Stephen Barnes is commuting to a temporary construction job in Saskatchewan as he tries to hang on to the middle class lifestyle the Kellogg's plant used to provide.

"It's tough," he said. "When Kellogg's shut the door I wasn't going to let it take away my dream of retiring, so I had to find a job that was equal pay."

Those jobs are hard to find as the manufacturing sector in Canada is suffering. Workers at Kellogg's could make more than $30 an hour. Most of the jobs offered at the resource centre for unemployed former Kellogg's workers pay substantially less.

"The people that have found work are typically finding work for less money," said Phil Hames, the co-ordinator at the centre. "They are generally getting $20 an hour."

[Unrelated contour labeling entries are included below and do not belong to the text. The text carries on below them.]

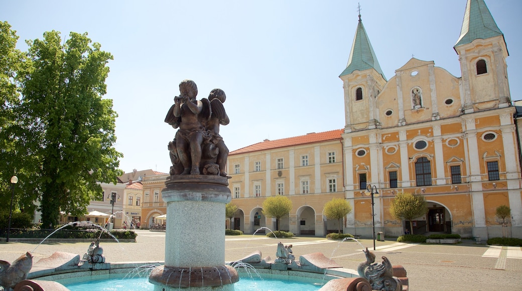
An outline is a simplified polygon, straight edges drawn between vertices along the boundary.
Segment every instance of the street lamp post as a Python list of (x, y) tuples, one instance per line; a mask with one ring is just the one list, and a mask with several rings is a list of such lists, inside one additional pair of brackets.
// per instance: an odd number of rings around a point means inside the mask
[(13, 215), (13, 200), (15, 199), (15, 184), (18, 183), (18, 177), (13, 176), (11, 177), (11, 185), (13, 185), (13, 194), (11, 194), (11, 208), (9, 210), (9, 223), (7, 224), (7, 235), (5, 241), (9, 242), (9, 233), (11, 231), (11, 215)]
[(370, 192), (372, 195), (372, 226), (373, 231), (373, 250), (375, 250), (375, 213), (373, 211), (373, 205), (375, 203), (373, 201), (373, 195), (378, 194), (379, 192), (377, 191), (377, 186), (372, 186), (370, 184), (368, 184), (368, 186), (366, 186), (366, 190), (367, 192)]
[(111, 198), (111, 204), (112, 204), (112, 211), (111, 212), (111, 223), (114, 224), (114, 203), (116, 203), (116, 197), (120, 198), (120, 195), (117, 193), (112, 192), (109, 194), (107, 198)]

The 75-year-old plant closed last December. In August 2014, Kellogg's, the world's top cereal maker, reported a 16 per cent drop in profits.

In 2013 Kellogg's warned it would cut its global workforce by seven per cent.

Today London's unemployment rate is at an eight-year low, but economists say that is misleading.
Stephen Barnes walks through Saskatoon airport on his commute from London, Ont. (CBC)

"It really doesn't tell us anything about the quality of work," said Douglas Porter, chief economist at BMO. He called the loss of well-paying jobs manufacturing jobs troubling.

"In many ways London is very much typical of the manufacturing regions of the country," he said. "It means a lower standard of living for a broad segment of society."

Manufacturing in Canada, experts say, does have a future. But it won't look much like the past, when relatively unskilled workers could reasonably expect to make a middle-class living, often at one plant for their entire working life.

"We have to get used to the idea that manufacturing work is changing," said economist Paul Boothe at Western University. 

"We are not going to be doing the low-value manufacturing anymore," he said. "Manufacturing jobs in the future are going to be very high skilled."

That can mean fewer jobs, overseeing machinery in plants that are more automated.

Eventually, Barnes thinks, he will have to leave London.

A highly paid, solid manufacturing job has been impossible to find. "Those jobs are dinosaurs now."